While it is quite a common practice for investors to look at the fair price-earnings (PE) ratio of the market using the historical valuation range, this could be misleading as the historical PE band could have shifted, according to a study by UOB Kay Hian.

Based on the findings of the study, UOB Kay Hian said market players have implicitly accorded a higher risk rating on Singapore equities in the post-2000 period. 'The main guiding parameter is in the higher equity risk premium (ERP) of the market in the post-2000 period vs the pre-2000 period,' it said.
The higher risk rating could be attributed to the maturity of listed Singapore companies now seeking new growth avenues by expanding their exposure to the overseas markets where risks are normally higher.
Among the stocks which saw risk premiums rated upwards since as far back as 1997 are Keppel Corp, Keppel Land, OCBC, Neptune Orient Lines and SingTel. Stocks which have a shorter history were not included in the study.

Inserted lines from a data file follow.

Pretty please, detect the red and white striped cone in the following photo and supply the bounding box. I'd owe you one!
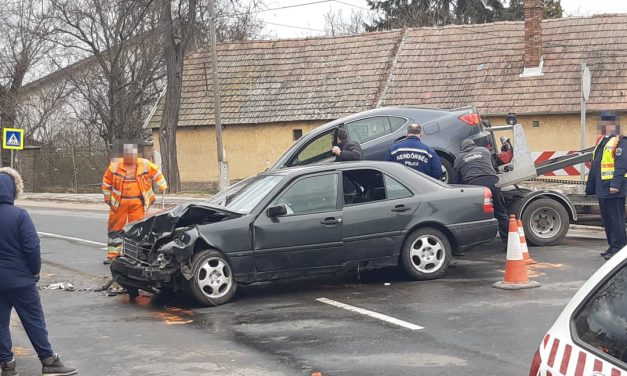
[517,219,536,265]
[493,215,541,290]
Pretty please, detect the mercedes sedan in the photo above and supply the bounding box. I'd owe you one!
[111,161,497,306]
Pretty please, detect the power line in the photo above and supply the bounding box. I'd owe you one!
[332,0,369,11]
[263,21,325,33]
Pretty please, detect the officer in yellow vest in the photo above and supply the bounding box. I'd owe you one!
[586,133,627,260]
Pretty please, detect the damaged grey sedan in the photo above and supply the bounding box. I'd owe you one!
[110,161,497,306]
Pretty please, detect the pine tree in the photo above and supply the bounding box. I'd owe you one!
[365,0,562,31]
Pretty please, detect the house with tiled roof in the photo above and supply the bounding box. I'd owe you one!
[146,11,627,189]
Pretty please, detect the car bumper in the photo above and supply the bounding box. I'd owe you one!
[110,256,177,291]
[447,218,498,250]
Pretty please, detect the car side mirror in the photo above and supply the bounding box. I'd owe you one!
[266,204,288,218]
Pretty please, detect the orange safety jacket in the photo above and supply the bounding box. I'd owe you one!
[102,158,168,212]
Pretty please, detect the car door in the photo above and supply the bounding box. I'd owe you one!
[253,173,344,272]
[344,116,408,161]
[342,169,418,262]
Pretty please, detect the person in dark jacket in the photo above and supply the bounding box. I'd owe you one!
[586,134,627,260]
[331,128,363,162]
[453,139,509,245]
[385,123,442,180]
[0,168,77,376]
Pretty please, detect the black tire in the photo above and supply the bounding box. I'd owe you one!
[440,157,453,183]
[184,249,238,307]
[127,287,139,300]
[522,198,569,246]
[400,227,452,280]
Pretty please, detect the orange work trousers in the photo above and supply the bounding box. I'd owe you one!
[106,198,145,259]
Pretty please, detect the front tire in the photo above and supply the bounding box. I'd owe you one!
[185,249,238,306]
[401,227,452,280]
[522,198,569,246]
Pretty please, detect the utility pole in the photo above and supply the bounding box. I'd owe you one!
[580,63,591,186]
[208,0,229,191]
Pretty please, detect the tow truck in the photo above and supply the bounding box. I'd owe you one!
[485,114,596,246]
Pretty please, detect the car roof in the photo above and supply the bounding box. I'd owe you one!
[323,105,474,124]
[266,161,408,177]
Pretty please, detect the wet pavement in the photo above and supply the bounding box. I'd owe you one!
[8,204,610,375]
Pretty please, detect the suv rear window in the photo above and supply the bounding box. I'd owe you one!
[572,262,627,366]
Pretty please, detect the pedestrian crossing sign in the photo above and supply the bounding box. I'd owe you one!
[2,128,24,150]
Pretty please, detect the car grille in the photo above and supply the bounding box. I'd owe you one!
[123,238,151,261]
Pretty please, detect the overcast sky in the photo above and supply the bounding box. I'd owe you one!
[259,0,627,39]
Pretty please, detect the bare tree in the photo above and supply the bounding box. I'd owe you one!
[0,0,54,166]
[49,0,165,145]
[158,0,263,192]
[324,8,367,36]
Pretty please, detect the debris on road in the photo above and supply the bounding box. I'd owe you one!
[45,282,75,291]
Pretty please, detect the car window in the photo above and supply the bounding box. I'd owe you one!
[274,174,338,215]
[389,117,408,132]
[345,117,393,144]
[572,263,627,366]
[343,169,387,205]
[384,174,413,200]
[289,130,334,167]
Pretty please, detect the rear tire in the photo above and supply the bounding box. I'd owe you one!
[401,227,452,280]
[440,157,453,183]
[522,198,569,246]
[185,249,238,306]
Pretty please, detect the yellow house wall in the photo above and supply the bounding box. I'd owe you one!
[155,113,627,187]
[153,121,325,185]
[485,113,627,152]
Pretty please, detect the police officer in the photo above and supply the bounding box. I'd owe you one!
[453,139,509,246]
[385,123,442,180]
[586,133,627,260]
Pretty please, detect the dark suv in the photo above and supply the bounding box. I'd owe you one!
[270,106,494,182]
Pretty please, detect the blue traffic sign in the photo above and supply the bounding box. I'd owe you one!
[2,128,24,150]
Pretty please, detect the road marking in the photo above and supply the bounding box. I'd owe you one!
[316,297,424,330]
[38,232,106,247]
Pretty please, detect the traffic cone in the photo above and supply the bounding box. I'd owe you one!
[517,219,536,265]
[493,215,541,290]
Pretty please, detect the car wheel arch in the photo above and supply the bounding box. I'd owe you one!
[402,222,458,257]
[192,235,228,260]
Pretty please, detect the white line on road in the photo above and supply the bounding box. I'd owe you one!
[37,232,107,247]
[316,297,424,330]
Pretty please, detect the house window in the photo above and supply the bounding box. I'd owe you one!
[292,129,303,141]
[532,120,540,128]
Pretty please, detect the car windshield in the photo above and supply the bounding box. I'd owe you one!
[209,175,283,214]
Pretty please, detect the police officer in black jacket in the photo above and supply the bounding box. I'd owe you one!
[331,128,363,162]
[586,134,627,260]
[453,139,509,246]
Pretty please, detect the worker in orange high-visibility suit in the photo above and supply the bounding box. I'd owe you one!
[102,144,168,264]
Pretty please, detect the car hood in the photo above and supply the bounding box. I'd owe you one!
[124,202,242,243]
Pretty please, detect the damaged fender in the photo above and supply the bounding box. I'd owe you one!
[155,227,200,280]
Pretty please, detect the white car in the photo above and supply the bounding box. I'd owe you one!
[529,247,626,376]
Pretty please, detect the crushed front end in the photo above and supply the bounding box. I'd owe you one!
[110,203,240,292]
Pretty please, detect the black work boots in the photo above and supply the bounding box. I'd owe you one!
[41,354,78,375]
[1,354,77,376]
[1,359,18,376]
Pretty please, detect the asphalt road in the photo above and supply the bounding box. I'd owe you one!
[7,204,610,376]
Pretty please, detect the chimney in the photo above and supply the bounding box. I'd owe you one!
[522,0,543,76]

Based on the risk premiums accorded to the market, the trading range in PE terms could now have shifted to between 10 times and 14 times from between 16 times and 25 times previously. 'Hence, it would be quite misleading to talk about the market being cheap from a historical perspective,' said UOB Kay Hian, Singapore's largest broking house. 'Because of this, we believe the next historic low for the Straits Times Index could be at a PE of as low as 10 times.'
The bull run in Singapore stocks was brought to a halt in late April, when worries about US inflation and interest rates sparked off a period of sharp sell-offs. While the market is less volatile now, sentiment is still uncertain. Market players expect the relief following less hawkish comments on inflation late last month by US Federal Reserve chairman Ben Bernanke to be punctuated by nervous trading as investors keep their eye on the US economy.
There are fears that a sharp slowdown is under way in the United States, amid signs of weakening consumer confidence and spending.

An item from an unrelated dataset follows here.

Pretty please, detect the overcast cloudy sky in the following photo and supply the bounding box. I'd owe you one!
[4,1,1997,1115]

UOB Kay Hian said it still sees downside risks and said investors should buy only on a pullback. 'We advocate a more defensive posture, preferring stocks with lower betas, supported by good dividend yields on market dips,' it said.
Some defensive plays with good yields are Singapore Post, Hong Leong Finance, Singapore Press Holdings, SIA Engineering and SMRT, it added.
The Straits Times Index closed up 10.47 points at 2,448.73 yesterday.